In December, the Fed released a dot plot that showed 75 basis points is rate cuts in 2024. At the time, that seemed hawkish relative to the 150 bps the market was pricing in.
Now it’s the opposite. Markets are priced for 69 bps and when you take out roughly 15 bps in tail risks, I’d say the market is around 55 bps. It’s a strong signal that the Fed median dot will come down to 50 bps.
One thing to note is — as Michael Brown highlights today — the dot plot is far from predictive. At the start of 2022, the dots showed rates would be at 3.0% now.

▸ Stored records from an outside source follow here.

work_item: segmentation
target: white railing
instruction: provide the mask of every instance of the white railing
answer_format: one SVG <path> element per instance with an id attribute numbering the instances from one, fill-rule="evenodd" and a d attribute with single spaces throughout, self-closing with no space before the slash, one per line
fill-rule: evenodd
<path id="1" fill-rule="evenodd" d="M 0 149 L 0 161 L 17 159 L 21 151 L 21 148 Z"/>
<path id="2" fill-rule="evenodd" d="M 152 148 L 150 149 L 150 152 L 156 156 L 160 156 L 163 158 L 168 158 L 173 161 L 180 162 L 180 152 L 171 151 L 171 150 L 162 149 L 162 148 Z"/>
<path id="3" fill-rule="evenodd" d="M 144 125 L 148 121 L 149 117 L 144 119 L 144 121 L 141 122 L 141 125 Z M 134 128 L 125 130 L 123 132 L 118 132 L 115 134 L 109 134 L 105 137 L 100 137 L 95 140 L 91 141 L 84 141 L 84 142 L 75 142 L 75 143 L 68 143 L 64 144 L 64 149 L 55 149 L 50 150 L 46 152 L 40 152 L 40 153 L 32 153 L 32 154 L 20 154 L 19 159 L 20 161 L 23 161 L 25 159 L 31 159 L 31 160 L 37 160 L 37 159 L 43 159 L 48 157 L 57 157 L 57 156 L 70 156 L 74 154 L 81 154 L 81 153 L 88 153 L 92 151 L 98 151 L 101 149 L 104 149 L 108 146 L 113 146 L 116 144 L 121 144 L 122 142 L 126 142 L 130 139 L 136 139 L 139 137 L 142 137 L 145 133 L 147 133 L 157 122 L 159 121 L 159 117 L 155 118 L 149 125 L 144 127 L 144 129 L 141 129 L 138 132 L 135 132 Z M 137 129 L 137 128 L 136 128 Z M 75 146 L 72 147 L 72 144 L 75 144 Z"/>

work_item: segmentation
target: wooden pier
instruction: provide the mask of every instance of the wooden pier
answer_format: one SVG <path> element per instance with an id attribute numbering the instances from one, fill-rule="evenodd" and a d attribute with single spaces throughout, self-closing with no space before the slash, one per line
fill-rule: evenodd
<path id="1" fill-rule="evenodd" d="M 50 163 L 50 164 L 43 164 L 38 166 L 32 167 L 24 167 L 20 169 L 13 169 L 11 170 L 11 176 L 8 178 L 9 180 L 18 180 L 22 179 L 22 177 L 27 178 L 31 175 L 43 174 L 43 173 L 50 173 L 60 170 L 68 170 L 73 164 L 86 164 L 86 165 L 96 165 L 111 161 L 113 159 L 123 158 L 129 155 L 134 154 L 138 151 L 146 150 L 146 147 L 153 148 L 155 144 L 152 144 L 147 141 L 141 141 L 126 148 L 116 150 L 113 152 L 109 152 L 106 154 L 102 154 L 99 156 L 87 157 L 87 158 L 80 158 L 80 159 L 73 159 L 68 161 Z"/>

That will be something to keep in mind when the Fed decision is made. Just because the Fed is thinking 50 basis points, doesn’t mean you have to as well. If you think economic data is going to turn down, it’s reasonable to expect more cuts and vice versa.
Despite that, I think the first reaction in the market will be on whether the median dot is at 50 bps or 75 bps. But shortly after that, the reaction will depend on how all the dots look.
Critically, only two dots will need to move up from 75 bps to 50 bps to swing the median from the current 4.6% level to 4.8%, removing a cut.
I’d argue that two dots aren’t enough for a signal. Instead, if there are 3-5 dots shifting higher, it’s a much stronger signal, even though the change in the median is the same. I will be watching for that on Wednesday.
In addition, watch the evolution of the medians in future years which are currently at:
- 2025: 3.6%
- 2026: 2.9%
- Longer run: 2.5%
You could make the argument that if the 2025 and 2026 dots don’t move then the small shift from 75 to 50 is insignificant.
Moreover, I think all the dot plot trades could be rendered obsolete about an hour after the FOMC once Powell has a chance to weigh in during the press conference.